Job Title: Deep Learning Engineer
Job Summary:
We are looking for a Senior Deep Learning Engineer to lead the development, optimization, and deployment of deep learning models for computer vision, NLP, speech processing, and reinforcement learning applications. The ideal candidate will have strong expertise in neural network architectures, distributed training, model optimization, and MLOps best practices. This role involves mentoring junior engineers, driving AI strategy, and collaborating with research and engineering teams to build cutting-edge AI solutions.
Key Responsibilities:
- Lead the design and deployment of deep learning models for real-world applications in computer vision, NLP, time series forecasting, and autonomous systems
- Architect, train, and optimize advanced neural network models, including CNNs, RNNs, LSTMs, GANs, VAEs, and Transformers (BERT, GPT, Vision Transformers)

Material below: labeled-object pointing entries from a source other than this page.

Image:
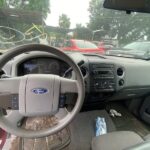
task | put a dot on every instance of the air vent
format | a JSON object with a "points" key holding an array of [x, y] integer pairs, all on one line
{"points": [[119, 71], [84, 71]]}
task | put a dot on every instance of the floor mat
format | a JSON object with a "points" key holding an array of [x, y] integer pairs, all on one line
{"points": [[83, 129], [128, 122]]}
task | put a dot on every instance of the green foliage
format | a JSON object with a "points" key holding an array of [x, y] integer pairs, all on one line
{"points": [[64, 21], [117, 24], [33, 5], [82, 32]]}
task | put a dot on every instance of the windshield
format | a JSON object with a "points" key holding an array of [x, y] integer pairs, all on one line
{"points": [[58, 22], [141, 46], [85, 44]]}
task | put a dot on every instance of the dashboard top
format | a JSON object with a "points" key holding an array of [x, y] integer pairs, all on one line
{"points": [[101, 73]]}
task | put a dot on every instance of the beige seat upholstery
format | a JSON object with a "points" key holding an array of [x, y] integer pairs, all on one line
{"points": [[116, 141]]}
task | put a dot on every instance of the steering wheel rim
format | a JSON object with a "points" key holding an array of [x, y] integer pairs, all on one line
{"points": [[7, 125]]}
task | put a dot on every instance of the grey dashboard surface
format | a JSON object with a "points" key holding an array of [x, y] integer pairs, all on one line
{"points": [[136, 72]]}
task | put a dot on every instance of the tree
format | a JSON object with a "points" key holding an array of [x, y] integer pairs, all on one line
{"points": [[117, 24], [64, 21], [33, 5], [82, 32]]}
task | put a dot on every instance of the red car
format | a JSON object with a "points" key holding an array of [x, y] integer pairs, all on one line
{"points": [[81, 46]]}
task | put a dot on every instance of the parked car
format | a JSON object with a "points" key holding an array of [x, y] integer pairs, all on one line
{"points": [[81, 46], [139, 49], [104, 45]]}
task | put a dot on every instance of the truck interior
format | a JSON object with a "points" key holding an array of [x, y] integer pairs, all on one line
{"points": [[50, 99]]}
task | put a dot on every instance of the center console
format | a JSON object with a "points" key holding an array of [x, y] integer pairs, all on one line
{"points": [[102, 78]]}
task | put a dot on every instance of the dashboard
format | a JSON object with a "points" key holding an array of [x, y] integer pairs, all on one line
{"points": [[42, 65], [106, 78]]}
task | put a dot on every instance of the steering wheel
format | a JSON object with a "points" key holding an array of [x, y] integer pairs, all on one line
{"points": [[37, 94]]}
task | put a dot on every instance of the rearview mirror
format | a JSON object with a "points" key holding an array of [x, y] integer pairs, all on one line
{"points": [[128, 5]]}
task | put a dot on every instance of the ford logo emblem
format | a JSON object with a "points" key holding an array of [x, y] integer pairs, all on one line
{"points": [[39, 91]]}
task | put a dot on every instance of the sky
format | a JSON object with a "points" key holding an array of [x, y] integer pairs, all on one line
{"points": [[76, 10]]}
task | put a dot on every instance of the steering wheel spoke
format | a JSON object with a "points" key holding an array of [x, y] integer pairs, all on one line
{"points": [[68, 86], [38, 95], [9, 88], [14, 118]]}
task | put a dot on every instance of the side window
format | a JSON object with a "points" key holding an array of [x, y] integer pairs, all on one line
{"points": [[67, 44]]}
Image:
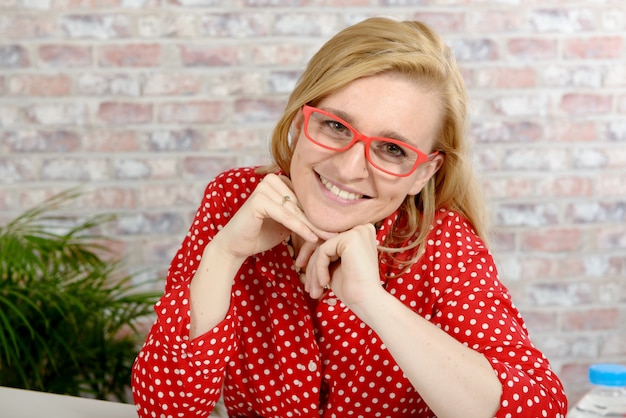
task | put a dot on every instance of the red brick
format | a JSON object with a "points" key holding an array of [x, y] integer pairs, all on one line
{"points": [[443, 22], [96, 26], [565, 20], [110, 141], [164, 84], [572, 131], [14, 56], [65, 55], [612, 237], [506, 77], [495, 21], [566, 186], [283, 54], [110, 198], [145, 168], [211, 56], [192, 112], [585, 104], [39, 85], [28, 141], [541, 49], [235, 25], [135, 55], [26, 26], [118, 112], [552, 240], [47, 113], [207, 167], [591, 319], [594, 48], [253, 110]]}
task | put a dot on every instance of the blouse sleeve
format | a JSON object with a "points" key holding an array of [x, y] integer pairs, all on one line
{"points": [[472, 305], [169, 359]]}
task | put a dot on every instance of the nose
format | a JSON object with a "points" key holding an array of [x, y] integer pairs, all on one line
{"points": [[352, 163]]}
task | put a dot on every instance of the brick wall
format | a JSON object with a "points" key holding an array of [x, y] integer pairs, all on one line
{"points": [[144, 101]]}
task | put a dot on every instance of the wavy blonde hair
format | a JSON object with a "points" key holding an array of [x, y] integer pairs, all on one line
{"points": [[412, 49]]}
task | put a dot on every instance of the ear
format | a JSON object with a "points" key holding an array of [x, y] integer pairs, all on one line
{"points": [[425, 172]]}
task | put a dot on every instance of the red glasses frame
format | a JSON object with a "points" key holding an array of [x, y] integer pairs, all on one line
{"points": [[357, 136]]}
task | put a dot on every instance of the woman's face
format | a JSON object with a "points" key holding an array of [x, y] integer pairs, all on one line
{"points": [[339, 190]]}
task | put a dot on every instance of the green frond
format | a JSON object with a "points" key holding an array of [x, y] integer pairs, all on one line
{"points": [[69, 315]]}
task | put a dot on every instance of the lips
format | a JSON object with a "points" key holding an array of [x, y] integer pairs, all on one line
{"points": [[342, 194]]}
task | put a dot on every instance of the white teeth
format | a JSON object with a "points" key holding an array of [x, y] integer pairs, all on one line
{"points": [[338, 192]]}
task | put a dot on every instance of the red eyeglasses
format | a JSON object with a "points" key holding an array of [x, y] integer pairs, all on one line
{"points": [[388, 155]]}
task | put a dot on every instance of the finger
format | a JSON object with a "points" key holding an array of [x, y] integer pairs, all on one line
{"points": [[305, 253], [287, 198], [318, 277]]}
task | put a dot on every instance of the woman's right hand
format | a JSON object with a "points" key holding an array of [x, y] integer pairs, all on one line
{"points": [[269, 216]]}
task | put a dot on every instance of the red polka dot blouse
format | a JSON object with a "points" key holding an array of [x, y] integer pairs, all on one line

- Develop large-scale deep learning pipelines using TensorFlow, PyTorch, JAX, and Keras
- Implement and optimize transfer learning techniques (ResNet, EfficientNet, YOLO, CLIP, DINO, Whisper)
- Optimize deep learning models for speed, efficiency, and accuracy using pruning, quantization, knowledge distillation, and NAS (Neural Architecture Search)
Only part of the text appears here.